Active Directory Federation Services (ADFS) is a Single Sign-On solution developed by Microsoft.
It was included in Windows Server OS to provide users with an SSO authenticated access compatible with Integrated Windows Authentication (IWA) through Active Directory (AD).
This tutorial will show you how to configure two of our Thinfinity products with ADFS and OAuth 2.0:
First of all, navigate to your Active Directory Federation Services manager, click on “Application Groups” and then “Add Application Group”.
Then we’ll create a “Server Application”. Which will give us a Client ID and Client Secret.
Give it a name and in the Redirect URI field, type in the URL used to connect to Thinfinity and, for testing purposes, add a “ /OAuth “ at the end of the URL, as shown below :
Click on “Add” and then “Next”.
In this next window, click on “Generate a shared secret” and save the secret for future use.
Then click “Next” -> “Next” -> “Complete”
Now we need to add a new application, in the case a “Web API” one.
Click again on “Add Application”, select “Web API” and click on “Next”
We need to give it an identifier name, in this case, for testing purposes, we are going to use
“ urn: Cybelesoft.Application.VirtualUI “
Then click “Next” -> “Next” -> “Complete”
Now we need to modify that Web API we generated, and add a Rule with claims on it:
In this case, we are going to use the User Principal Name or “UPN” for the claim:
Click on “Finish” and then “Apply”.
Now we need to configure Thinfinity with all the information we configured on ADFS side.
Open the Thinfinity Server Manager and navigate to the “Authentication” tab.
Then click on “Add”->”OAuth 2.0”->”Other”:
Over here we have two different fields, ClientID, and Client Secret:
ClientID = Client Identifier configured on the Native Application side of AD FS.
Client Secret = Shared Secret generated on AD FS.
Then, click on the “Server” tab and configure the following:
Authorization URL = This is your ADFS URL with “/adfs/oauth2/authorize” at the end.
Authorization Parameters = This is the Identifier we configured in the WebAPI
Token Validation Server URL = This is your ADFS URL with “/adfs/oauth2/token” at the end.
In the User information field, select “Get from Token”.
end.
Login username value in returned JSON = This is the claim we are going to use in order to log in with Thinfinity.
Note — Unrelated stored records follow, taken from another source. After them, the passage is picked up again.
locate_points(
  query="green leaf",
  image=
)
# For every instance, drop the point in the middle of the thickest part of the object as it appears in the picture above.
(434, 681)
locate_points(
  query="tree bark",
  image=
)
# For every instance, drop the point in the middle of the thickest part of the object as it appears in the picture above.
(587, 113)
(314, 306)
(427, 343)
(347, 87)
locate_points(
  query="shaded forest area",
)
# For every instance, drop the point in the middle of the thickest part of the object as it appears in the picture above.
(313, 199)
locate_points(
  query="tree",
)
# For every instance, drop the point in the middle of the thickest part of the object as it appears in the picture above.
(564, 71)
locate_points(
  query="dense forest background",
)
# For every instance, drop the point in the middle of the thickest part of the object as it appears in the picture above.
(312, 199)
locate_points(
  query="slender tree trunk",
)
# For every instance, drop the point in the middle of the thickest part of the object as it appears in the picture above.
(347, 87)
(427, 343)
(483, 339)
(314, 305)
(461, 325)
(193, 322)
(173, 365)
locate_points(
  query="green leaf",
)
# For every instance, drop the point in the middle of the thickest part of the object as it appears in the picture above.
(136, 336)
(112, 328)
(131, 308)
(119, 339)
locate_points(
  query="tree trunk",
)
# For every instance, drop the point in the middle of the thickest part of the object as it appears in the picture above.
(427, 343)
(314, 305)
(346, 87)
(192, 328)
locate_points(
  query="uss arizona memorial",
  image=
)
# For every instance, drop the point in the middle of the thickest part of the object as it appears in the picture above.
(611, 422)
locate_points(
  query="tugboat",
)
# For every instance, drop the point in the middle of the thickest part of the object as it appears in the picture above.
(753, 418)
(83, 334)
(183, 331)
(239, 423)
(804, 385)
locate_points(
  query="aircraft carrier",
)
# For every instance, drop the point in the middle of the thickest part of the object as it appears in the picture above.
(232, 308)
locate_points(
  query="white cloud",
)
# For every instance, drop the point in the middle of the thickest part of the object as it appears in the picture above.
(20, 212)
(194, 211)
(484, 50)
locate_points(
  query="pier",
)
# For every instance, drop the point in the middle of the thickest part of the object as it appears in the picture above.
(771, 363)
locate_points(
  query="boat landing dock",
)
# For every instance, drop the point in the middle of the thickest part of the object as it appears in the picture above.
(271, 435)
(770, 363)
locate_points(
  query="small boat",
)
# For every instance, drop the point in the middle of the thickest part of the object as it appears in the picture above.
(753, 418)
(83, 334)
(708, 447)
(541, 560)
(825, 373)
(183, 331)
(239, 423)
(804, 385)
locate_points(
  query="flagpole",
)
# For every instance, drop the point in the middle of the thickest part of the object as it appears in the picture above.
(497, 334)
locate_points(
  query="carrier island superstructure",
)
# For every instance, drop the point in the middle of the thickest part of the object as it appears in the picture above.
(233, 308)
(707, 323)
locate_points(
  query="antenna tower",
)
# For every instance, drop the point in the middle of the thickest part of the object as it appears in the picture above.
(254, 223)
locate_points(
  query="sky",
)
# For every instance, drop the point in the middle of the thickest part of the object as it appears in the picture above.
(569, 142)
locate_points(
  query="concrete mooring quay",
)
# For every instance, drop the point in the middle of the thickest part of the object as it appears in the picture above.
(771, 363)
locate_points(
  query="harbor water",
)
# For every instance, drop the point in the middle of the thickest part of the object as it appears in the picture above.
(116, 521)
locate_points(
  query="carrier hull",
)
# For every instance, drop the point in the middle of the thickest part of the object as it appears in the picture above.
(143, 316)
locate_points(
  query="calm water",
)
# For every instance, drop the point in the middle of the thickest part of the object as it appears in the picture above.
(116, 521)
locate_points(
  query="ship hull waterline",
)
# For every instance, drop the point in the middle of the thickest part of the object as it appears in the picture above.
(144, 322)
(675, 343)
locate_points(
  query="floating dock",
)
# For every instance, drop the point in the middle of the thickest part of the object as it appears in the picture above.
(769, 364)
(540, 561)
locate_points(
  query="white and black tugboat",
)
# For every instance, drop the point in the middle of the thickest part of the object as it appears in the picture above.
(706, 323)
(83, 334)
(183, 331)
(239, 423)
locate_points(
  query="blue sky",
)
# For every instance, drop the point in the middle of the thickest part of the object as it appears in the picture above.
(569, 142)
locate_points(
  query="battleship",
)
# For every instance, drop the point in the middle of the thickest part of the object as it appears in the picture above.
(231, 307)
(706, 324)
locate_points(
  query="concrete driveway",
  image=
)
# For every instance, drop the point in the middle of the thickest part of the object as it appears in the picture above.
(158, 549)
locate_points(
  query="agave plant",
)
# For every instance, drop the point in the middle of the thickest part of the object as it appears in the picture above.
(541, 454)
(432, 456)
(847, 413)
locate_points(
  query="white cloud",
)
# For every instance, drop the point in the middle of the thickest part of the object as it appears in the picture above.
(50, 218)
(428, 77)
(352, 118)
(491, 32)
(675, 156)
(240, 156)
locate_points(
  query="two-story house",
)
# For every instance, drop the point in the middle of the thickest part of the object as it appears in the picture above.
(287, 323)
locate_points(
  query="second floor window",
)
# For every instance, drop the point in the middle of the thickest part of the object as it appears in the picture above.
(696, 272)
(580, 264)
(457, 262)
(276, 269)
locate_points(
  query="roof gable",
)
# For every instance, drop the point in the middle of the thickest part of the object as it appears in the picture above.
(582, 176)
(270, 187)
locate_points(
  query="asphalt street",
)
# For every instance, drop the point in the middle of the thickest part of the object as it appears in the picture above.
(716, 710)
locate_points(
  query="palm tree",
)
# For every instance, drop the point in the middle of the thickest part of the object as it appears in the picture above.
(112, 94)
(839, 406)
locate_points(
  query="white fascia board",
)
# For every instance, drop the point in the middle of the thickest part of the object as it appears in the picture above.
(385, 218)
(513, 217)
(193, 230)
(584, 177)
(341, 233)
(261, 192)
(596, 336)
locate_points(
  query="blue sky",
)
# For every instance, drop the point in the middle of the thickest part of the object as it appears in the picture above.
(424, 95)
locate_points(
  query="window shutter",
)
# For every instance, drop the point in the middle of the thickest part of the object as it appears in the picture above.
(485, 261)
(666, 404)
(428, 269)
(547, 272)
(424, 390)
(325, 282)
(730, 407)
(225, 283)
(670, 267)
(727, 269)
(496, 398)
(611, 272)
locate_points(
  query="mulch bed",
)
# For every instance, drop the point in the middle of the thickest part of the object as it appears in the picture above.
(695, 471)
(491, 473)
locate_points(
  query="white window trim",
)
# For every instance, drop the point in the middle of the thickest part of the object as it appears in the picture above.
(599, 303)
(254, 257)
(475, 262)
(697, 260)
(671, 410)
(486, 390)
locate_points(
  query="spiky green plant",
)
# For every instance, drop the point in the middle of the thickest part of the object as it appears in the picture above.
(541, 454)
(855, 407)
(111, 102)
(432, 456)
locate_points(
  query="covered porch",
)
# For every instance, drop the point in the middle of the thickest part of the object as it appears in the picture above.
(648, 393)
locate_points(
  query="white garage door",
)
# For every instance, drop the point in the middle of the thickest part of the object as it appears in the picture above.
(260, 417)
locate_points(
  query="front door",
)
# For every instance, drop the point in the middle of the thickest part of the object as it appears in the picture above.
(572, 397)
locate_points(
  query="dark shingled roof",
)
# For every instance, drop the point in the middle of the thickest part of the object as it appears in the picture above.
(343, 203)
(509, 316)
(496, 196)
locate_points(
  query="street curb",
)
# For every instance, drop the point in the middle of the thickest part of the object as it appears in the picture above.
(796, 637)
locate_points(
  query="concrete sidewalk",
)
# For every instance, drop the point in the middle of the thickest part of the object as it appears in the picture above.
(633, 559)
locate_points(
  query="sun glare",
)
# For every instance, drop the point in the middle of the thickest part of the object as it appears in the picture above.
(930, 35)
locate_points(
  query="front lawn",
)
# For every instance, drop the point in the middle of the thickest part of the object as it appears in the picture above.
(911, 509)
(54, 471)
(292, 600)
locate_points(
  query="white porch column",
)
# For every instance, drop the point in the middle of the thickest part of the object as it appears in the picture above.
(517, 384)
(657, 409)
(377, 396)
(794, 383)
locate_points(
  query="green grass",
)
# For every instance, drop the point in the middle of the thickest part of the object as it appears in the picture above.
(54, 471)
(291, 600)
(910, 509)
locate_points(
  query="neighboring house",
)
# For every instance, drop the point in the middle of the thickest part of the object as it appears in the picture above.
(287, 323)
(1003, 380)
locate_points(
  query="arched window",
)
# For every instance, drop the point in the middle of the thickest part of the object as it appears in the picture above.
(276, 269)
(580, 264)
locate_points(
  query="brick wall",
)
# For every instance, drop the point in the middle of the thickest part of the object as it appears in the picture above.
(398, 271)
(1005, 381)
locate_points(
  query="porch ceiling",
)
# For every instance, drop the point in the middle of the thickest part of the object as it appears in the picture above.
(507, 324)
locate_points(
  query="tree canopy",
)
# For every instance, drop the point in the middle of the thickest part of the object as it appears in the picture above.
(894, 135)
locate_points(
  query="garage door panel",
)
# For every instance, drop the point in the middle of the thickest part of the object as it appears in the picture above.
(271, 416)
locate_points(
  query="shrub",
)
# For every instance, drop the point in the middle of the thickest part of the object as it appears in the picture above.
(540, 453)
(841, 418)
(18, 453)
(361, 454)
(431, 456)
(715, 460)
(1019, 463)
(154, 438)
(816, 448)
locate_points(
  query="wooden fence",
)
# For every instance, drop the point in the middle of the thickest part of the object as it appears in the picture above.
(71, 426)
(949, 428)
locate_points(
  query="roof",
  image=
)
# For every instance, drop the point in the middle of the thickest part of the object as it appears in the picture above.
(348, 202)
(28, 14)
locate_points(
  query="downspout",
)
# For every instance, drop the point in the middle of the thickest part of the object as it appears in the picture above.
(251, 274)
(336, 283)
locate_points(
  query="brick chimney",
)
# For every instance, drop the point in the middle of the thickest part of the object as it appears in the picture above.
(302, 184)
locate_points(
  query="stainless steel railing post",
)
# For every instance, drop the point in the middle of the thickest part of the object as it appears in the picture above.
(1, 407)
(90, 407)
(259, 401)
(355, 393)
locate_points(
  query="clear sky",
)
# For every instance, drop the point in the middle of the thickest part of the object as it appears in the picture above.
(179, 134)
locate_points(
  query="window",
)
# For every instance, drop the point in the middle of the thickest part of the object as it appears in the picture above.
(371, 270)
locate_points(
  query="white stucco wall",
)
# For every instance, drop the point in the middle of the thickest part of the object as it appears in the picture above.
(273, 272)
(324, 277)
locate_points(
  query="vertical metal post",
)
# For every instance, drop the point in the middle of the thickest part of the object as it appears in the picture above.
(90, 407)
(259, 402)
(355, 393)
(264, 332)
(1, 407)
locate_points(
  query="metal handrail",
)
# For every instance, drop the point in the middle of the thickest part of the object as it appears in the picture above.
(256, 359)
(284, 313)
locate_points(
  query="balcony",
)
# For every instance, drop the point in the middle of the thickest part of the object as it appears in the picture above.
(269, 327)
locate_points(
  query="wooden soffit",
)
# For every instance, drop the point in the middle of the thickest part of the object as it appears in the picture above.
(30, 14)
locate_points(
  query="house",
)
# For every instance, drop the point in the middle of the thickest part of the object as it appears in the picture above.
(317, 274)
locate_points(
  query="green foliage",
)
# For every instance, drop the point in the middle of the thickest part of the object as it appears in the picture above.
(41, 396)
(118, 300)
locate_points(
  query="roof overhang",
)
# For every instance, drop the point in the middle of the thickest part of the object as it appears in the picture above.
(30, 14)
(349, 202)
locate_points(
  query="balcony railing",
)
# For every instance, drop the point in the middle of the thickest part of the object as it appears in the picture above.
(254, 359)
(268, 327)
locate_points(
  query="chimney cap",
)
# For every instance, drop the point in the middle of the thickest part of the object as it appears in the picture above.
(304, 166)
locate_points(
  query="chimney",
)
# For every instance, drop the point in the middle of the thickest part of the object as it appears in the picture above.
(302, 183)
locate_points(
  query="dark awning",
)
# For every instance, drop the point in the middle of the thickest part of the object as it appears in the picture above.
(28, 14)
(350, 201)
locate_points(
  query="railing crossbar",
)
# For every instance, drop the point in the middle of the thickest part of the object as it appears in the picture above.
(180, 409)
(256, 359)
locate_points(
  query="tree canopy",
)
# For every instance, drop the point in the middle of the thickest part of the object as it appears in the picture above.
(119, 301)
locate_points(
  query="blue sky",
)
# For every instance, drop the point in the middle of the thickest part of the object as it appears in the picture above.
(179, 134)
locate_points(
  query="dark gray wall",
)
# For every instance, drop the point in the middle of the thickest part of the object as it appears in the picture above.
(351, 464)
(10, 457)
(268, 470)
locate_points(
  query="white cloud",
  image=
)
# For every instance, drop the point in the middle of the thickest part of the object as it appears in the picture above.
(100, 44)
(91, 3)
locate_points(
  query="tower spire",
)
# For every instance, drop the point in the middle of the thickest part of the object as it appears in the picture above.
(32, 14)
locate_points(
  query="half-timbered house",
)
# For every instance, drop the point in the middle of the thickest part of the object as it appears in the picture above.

In this case, we are using the “upn”.
Click “Ok”, and then click “Apply”.
Now we need to configure the “mappings” use for Thinfinity, in order to map an AD FS user, with the local AD instance that Thinfinity uses for permissions in Access Profiles or.
In this case, we are going to use an “*” asterisk mapping, in order to allow all incoming AD FS users to login, using the Access Profiles assigned to my local “cybeleadmin” user.
Click on the first add, type in “*”, and click “Ok”.
Then on the second “Add”, search for a local user you used for permission in the Access Profile or Application.
And that’s it!
The next you navigate to the Thinfinity landing page, you’ll see the option to authenticate using this new OAuth method.